I get tired of holding the hands of new convention-goers who don’t understand the rules, ask for clarification and end up not following my advice. I get tired of veteran convention-goers who think they have the right to get around the rules. For entitled people who cut lines, who try to sweet-talk the guest into extra perks and who make little to no effort to ask polite, intelligent questions. They make everything harder on everyone else. Celebrities won’t want to attend these things if people don’t understand or respect boundaries. I have too many stories to recount of fans acting like inconsiderate asses and those stories are from before the pandemic.

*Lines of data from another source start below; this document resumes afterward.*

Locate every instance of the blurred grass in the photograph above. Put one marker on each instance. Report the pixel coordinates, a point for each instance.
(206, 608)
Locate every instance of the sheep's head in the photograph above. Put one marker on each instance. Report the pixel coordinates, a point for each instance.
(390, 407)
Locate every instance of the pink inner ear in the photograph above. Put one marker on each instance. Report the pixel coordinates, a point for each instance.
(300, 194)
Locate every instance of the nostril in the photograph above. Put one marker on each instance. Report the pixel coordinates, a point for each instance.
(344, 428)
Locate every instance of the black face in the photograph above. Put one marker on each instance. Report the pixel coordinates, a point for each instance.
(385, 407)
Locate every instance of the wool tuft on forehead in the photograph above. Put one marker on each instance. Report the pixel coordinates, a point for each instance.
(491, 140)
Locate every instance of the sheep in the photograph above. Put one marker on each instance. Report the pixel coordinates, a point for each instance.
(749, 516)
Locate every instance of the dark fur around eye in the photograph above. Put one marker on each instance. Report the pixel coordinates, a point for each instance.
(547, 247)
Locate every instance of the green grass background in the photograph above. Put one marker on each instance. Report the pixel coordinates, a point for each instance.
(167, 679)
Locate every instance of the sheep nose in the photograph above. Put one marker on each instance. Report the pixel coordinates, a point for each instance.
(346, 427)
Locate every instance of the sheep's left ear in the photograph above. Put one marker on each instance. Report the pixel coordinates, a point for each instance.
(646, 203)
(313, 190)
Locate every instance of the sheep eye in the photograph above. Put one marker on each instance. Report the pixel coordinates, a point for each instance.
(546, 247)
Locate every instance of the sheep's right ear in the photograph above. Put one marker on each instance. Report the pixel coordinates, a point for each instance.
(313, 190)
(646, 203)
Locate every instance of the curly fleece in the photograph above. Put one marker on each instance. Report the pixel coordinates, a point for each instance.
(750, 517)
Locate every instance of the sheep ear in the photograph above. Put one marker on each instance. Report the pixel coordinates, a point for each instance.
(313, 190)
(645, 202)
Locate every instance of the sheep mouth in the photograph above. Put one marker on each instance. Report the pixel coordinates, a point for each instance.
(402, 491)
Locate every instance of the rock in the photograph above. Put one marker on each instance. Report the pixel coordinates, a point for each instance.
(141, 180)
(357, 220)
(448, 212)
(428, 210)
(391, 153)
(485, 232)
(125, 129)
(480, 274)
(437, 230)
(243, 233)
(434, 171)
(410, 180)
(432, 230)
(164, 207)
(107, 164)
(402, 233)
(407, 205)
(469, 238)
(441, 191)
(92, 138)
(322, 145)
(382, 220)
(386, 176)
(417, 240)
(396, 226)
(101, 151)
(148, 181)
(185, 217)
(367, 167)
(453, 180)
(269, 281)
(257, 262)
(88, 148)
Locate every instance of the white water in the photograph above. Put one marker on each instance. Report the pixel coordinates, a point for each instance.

We are already an entitled enough culture that treats celebrities like commodities, as if buying a movie ticket or following a TV program requires that anyone who appeared in the same owes us unlimited time, an autograph, a selfie, a kidney… One of the best things about the strike is that it’s finally becoming somewhat public knowledge that most actors aren’t millionaires.

We treat others like us even worse. Not only do we not put most of our fellow citizens on pedestals, but we don’t even afford them the basic respect of treating them the way we would want to be treated. As long as there’s something in it for us, I guess…

Somehow, qualities of character, such as honesty, integrity, patience, kindness, self-control (sorry, I think I wandered into the Fruits of the Spirit from the Bible) seem to have been lost very quickly. We are a mess as a culture and there’s a lot of blame to go around, not least because we have forgotten the Golden Rule.